It’s two o’clock in the morning on Christmas Eve. Everyone around me is sleeping. The house is full to bursting – even the kitchen has been commandeered as an extra bedroom – and our final guests will arrive this afternoon. I’ve been woken up by fear that I’ll forget to take today’s lunch, prepared in advance so it can cook while I’m doing my radio show today, out of the freezer. There’s not enough wrapping paper for all the stocking presents. I don’t think the ham I’ve bought for dinner is big enough. What if we run out of potatoes? So much planning and preparation has gone into this time; it feels strange that it’s almost here, and almost over. Already the pantomime has been and gone; the Christmas edition of my radio show will be next, then we’ll be hanging the stockings and leaving mince pies for Father Christmas, and then the dawn will break on another Christmas Day.

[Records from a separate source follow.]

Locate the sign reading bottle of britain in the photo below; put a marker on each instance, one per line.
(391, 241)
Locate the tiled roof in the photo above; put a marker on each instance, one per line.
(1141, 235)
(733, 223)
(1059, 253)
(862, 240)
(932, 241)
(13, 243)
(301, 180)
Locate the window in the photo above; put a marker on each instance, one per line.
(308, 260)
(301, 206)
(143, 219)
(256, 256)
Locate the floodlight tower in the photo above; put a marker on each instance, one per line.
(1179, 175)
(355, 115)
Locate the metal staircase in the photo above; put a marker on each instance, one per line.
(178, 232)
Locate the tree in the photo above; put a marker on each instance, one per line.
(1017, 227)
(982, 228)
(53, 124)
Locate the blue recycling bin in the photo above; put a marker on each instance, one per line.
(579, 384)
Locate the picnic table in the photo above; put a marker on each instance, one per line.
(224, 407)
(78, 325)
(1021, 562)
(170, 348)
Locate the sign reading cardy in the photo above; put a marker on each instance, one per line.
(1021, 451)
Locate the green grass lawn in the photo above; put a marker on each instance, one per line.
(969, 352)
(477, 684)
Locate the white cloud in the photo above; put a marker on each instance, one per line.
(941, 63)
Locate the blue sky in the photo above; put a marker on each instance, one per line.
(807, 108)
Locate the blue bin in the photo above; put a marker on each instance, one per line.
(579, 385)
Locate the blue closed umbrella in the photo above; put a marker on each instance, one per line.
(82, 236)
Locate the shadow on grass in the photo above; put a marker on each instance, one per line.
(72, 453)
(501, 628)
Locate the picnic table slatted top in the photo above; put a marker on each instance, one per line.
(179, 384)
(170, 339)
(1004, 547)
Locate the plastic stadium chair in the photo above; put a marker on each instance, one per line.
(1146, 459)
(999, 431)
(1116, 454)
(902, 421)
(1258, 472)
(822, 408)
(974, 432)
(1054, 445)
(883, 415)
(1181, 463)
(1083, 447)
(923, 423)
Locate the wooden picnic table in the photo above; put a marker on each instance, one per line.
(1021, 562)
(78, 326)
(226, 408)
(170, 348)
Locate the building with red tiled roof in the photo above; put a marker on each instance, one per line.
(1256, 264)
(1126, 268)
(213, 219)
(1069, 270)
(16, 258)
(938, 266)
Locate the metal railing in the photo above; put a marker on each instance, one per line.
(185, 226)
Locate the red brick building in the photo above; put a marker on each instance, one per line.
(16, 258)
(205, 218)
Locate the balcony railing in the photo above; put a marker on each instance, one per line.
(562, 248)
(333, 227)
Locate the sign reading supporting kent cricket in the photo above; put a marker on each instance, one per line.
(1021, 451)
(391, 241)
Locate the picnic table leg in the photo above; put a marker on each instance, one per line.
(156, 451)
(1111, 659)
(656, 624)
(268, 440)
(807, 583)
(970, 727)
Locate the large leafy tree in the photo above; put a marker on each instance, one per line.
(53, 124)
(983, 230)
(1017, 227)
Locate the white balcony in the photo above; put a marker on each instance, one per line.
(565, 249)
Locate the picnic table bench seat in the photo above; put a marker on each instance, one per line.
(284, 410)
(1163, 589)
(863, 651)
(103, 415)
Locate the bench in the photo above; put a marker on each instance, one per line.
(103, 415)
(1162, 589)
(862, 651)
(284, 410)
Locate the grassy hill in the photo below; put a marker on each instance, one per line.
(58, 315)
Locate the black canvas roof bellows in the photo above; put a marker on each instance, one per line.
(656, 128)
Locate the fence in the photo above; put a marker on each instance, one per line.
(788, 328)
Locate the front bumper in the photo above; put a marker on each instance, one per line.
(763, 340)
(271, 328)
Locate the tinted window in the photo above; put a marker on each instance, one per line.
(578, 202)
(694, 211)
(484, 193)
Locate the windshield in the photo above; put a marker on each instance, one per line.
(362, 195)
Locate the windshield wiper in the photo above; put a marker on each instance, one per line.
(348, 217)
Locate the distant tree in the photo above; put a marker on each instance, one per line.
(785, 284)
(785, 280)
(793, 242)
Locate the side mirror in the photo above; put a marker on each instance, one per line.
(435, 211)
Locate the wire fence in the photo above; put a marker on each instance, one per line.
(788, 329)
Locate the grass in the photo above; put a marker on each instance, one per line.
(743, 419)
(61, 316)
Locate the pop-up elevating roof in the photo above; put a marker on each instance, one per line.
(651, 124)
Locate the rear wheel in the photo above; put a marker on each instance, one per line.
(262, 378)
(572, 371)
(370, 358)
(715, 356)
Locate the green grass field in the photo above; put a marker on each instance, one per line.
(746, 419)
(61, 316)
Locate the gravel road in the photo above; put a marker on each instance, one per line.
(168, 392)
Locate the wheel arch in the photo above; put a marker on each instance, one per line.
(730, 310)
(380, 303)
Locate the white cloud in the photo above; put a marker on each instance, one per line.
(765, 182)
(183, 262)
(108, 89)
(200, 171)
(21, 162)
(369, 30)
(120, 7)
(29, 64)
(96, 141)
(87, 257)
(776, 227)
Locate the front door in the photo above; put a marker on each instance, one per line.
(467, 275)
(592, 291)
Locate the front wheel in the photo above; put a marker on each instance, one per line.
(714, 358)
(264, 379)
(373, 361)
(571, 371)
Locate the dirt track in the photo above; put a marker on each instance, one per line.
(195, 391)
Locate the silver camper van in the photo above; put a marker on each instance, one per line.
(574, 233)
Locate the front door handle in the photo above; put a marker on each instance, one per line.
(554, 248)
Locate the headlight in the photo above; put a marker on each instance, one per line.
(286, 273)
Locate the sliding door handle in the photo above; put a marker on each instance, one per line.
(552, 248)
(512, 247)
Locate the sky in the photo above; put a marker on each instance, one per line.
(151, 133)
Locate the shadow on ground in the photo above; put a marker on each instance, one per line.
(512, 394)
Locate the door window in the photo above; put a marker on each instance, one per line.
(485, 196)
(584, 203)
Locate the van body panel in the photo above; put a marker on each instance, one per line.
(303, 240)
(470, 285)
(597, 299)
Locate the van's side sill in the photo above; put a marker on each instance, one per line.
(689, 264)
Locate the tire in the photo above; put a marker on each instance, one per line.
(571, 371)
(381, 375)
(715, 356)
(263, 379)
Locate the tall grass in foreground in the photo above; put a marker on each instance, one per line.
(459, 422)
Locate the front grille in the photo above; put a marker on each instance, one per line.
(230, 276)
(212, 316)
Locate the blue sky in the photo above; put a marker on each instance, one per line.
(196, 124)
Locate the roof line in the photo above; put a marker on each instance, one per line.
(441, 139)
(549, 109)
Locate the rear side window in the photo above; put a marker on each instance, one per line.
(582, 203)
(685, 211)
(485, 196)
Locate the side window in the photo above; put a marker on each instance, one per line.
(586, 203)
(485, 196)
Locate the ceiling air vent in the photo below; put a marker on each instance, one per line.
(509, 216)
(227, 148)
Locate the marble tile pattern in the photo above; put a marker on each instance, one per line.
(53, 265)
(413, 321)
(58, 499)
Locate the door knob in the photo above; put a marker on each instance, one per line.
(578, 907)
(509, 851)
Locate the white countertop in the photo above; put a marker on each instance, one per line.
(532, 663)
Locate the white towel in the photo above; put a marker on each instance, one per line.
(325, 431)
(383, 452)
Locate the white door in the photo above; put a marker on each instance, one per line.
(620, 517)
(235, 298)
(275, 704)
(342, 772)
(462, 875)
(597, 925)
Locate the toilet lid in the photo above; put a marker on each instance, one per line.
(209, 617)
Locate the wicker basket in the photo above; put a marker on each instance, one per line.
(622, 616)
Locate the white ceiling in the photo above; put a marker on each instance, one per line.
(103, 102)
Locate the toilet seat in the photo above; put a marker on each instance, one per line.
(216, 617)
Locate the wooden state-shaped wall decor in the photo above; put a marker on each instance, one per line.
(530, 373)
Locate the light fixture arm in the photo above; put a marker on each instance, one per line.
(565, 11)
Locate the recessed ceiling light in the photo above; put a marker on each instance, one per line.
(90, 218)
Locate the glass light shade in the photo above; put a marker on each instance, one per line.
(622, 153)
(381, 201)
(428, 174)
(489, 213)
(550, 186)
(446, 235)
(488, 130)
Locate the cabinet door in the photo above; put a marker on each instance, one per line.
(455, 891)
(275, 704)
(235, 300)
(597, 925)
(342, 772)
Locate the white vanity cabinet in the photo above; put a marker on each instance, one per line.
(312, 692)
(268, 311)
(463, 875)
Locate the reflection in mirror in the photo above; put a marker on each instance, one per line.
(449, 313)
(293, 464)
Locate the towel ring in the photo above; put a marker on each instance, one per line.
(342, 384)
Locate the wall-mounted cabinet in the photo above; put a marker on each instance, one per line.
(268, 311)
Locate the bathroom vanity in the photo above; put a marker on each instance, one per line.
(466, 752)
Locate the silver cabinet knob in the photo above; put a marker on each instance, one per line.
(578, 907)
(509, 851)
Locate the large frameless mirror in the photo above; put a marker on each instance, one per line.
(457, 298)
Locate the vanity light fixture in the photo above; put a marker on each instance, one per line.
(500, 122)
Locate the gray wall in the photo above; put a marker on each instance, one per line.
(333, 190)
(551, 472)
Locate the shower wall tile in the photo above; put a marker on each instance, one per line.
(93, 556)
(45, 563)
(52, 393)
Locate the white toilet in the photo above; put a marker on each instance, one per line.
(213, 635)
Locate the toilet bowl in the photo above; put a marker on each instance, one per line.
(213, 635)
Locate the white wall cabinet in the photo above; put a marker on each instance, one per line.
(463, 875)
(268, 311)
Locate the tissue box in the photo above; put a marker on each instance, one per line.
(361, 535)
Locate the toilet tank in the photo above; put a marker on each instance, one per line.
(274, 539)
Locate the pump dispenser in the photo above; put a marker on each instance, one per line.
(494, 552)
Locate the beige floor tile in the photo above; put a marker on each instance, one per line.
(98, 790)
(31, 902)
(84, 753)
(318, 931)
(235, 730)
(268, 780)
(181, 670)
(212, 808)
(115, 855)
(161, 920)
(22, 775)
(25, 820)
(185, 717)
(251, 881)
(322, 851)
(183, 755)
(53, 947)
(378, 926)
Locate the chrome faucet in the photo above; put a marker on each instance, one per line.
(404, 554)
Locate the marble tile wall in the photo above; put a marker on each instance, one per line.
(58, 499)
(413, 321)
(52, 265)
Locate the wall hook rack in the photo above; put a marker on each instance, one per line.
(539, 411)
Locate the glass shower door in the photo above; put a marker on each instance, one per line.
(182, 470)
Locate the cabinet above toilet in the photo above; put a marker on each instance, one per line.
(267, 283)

We try. All of us. We try so hard.
If human beings truly are a reflection of the God who made them – if God made human beings in his own image – then this sense of striving, this sense that there is something better towards which we can work – is God-given. It’s proof that He exists. The goals he gives his creation in the New Testament – kindness, love for one another, refraining from making judgements – are those which make life worth living. And life is all we have, until we die. I have only a very hazy image of Heaven – it’s a judicious mixture of Sara Crewe’s fields and fields of daisies and fields and fields of lilies, and a giant John Martin canvas, and I have a piano on one cloud and a harp on the other, and I play them by the hour and never make a single mistake on either. There’s no Christmas – there won’t need to be, because everyone we’ve ever loved, ever been loved by, will be there. The time we lost will be given back and we’ll never have to say goodbye again. But more than this – the people we loved, who were unable to love us, are there too. The Christmas gathering we strive for, which honours every single person’s inner light and brings them all together in a blaze of love, will be ours; the cycle of hurt and damage and destruction and awfulness will be broken, and love will prevail.
Love will prevail.
And that’s the promise that I’ll take to the freezer with me, and whip into the eggs and cream and bake into the mince pies and wrap around the presents. Wishing you all love, fortitude, and a very Happy Christmas. Thank you, from the bottom of my heart, for reading.